[StableHLO Quantization] Add quantization documentation

openxla · Jan 6, 2025 · 778660a · 778660a
1 parent c06b1a1
commit 778660a
Showing 1 changed file with 261 additions and 0 deletions.
diff --git a/docs/quantization.md b/docs/quantization.md
@@ -0,0 +1,261 @@
+# Quantization in StableHLO
+
+StableHLO quantization follows the [LiteRT quantization
+specification](https://ai.google.dev/edge/litert/models/quantization_spec),
+using a uniform quantization scheme with support for both per-tensor and
+per-axis quantization. It inherits its type expression from MLIR's [Quant
+dialect](https://mlir.llvm.org/docs/Dialects/QuantDialect/), providing a standardized way to represent quantized data types.
+
+## Uniform Quantization
+
+Quantization is a technique to optimize machine learning models by
+converting floating-point numbers (like those used in original models)

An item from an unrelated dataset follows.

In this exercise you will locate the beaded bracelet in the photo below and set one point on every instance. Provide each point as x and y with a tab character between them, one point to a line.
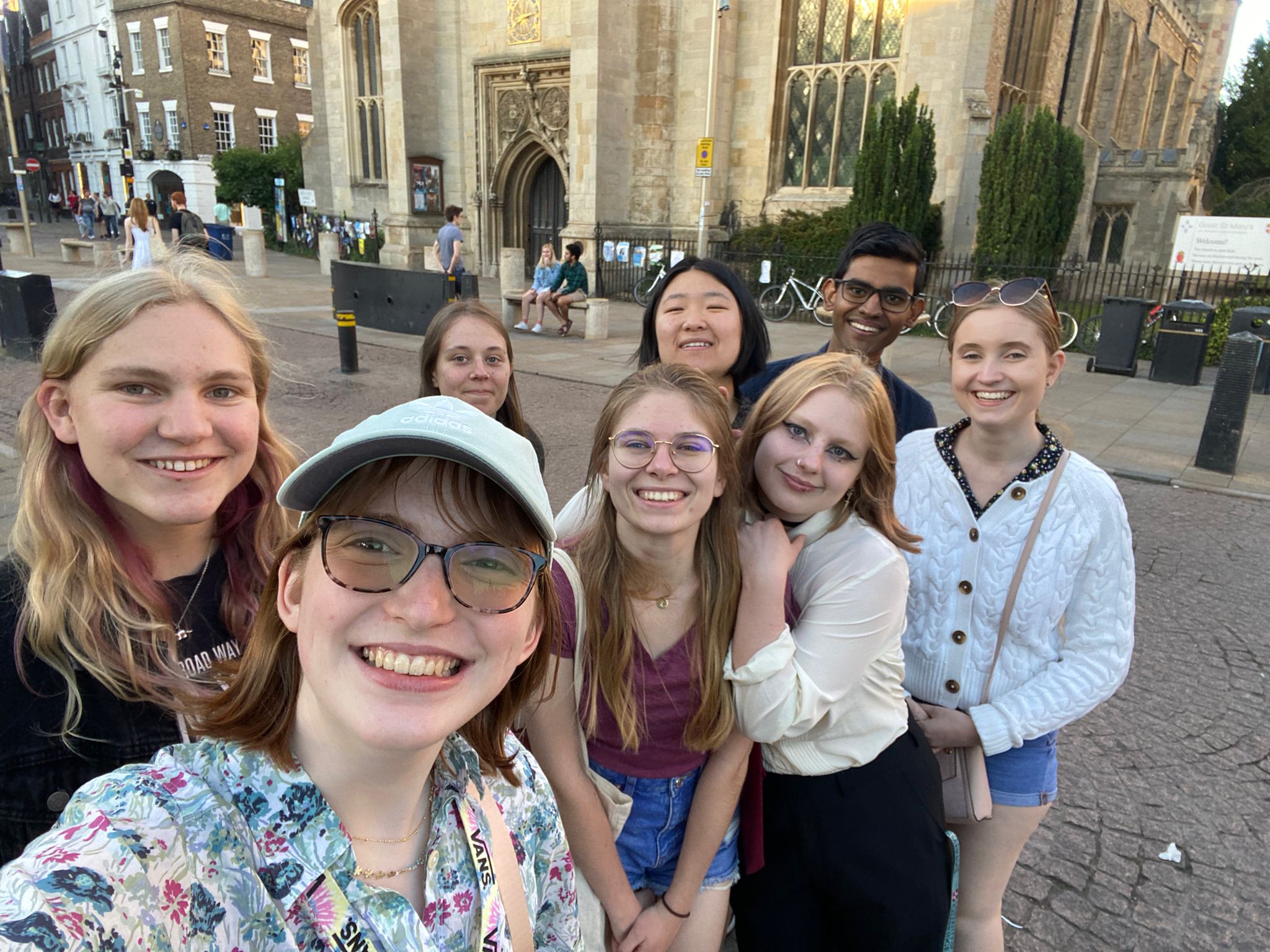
677	915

+into lower-precision integers. This reduces memory usage and speeds up
+computations, making models more efficient for deployment on devices with
+limited resources.
+
+One common approach is uniform quantization, where we map the
+floating-point values to integers that are evenly spaced.  To do this, we
+use two key quantization parameters:
+
+- **Scale:** This determines the step size between consecutive quantized values.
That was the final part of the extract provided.